TRT8 engine creation from onnx fails due to AssertionError

lttazz99 · July 27, 2021, 10:38pm

Description

I’m trying to convert a HuggingFace Transformers model to a TRT engine but this fails with the error:

[07/21/2021-20:51:52] [V] [TRT] --------------- Timing Runner: {ForeignNode[945 + (Unnamed Layer* 74) [Shuffle]…Add_564]} (Myelin)
trtexec: /dvs/p4/build/sw/rel/gpgpu/MachineLearning/myelin_trt8/src/compiler/…/./compiler/kernel_gen/kernel_gen_utils.hpp:190: myelin::kgen::dag_vertex_t::operand_t myelin::kgen::{anonymous}::red_partial_operand(const myelin::kgen::dag_vertex_t*): Assertion `rvtx->is_lowered_op()’ failed.

Transformers version: 4.8.2

I’m using the TRT OSS build container for converting the onnx model to TRT. I built the 8.0.1 tag of this repo using the instructions provided in the README.md file.

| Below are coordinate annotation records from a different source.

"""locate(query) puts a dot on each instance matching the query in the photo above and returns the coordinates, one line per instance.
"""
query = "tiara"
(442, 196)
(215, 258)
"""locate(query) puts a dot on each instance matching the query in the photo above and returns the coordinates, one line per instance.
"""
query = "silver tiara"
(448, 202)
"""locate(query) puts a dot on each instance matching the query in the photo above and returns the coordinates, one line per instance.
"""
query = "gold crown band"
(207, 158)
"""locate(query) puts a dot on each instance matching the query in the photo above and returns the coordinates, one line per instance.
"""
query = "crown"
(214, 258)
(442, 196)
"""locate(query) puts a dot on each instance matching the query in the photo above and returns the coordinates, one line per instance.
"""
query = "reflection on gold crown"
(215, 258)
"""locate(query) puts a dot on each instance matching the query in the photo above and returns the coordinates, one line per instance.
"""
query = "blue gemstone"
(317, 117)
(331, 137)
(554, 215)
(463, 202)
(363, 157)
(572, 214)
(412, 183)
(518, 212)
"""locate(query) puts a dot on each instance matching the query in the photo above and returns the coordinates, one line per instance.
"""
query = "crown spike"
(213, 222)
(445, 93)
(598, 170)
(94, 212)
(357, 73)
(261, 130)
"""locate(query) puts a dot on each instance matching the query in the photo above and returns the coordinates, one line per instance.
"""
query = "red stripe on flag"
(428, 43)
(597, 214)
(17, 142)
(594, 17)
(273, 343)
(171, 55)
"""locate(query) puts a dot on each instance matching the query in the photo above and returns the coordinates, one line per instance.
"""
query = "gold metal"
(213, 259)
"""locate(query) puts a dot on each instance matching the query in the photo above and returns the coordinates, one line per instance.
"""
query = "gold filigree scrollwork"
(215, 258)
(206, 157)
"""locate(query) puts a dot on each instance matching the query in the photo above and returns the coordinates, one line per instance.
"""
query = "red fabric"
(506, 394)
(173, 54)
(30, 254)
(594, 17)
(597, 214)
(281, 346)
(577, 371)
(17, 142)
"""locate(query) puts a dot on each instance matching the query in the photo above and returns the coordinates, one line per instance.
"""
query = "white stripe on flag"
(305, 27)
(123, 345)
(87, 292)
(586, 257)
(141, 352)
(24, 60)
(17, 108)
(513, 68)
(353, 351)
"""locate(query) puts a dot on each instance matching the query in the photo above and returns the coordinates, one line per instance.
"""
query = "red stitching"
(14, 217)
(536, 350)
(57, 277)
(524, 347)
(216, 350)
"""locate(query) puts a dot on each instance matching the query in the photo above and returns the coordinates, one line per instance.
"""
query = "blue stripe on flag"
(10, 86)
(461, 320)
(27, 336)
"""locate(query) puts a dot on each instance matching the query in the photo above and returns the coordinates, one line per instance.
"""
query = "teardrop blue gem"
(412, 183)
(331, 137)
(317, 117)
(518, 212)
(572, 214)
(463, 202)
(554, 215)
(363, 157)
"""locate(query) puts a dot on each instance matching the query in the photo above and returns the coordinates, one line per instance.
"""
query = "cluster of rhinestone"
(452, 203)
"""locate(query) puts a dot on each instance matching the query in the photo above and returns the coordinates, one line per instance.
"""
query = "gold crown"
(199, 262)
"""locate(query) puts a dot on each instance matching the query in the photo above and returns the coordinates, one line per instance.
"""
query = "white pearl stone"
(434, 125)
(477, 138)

NOTE: TRT engine creation for the same model using TRT 7.2.3.4 succeeds.

Environment

TensorRT Version: 8.0.1.6
GPU Type: RTX 3080 Laptop
Nvidia Driver Version: 465.31
CUDA Version: 11.3
CUDNN Version: 8.2.0
Operating System + Version: Ubuntu 20.04
Python Version (if applicable): 3.8
TensorFlow Version (if applicable):
PyTorch Version (if applicable): 1.9.0+cu111
Baremetal or Container (if container which image + tag):

Relevant Files

Model: sebastian-hofstaetter/distilbert-dot-tas_b-b256-msmarco · Hugging Face

Steps To Reproduce

One line in one transformers file needs to be modified because TRT doesn’t support bool data type in the expand operator.
In <PYTHON_LIBS>/site-packages/transformers/models/distilbert/modeling_distilbert.py change line 183 from:

mask = (mask == 0).view(mask_reshp).expand_as(scores) # (bs, n_heads, q_length, k_length)

to:

mask = (mask == 0).int().view(mask_reshp).expand_as(scores).bool() # (bs, n_heads, q_length, k_length)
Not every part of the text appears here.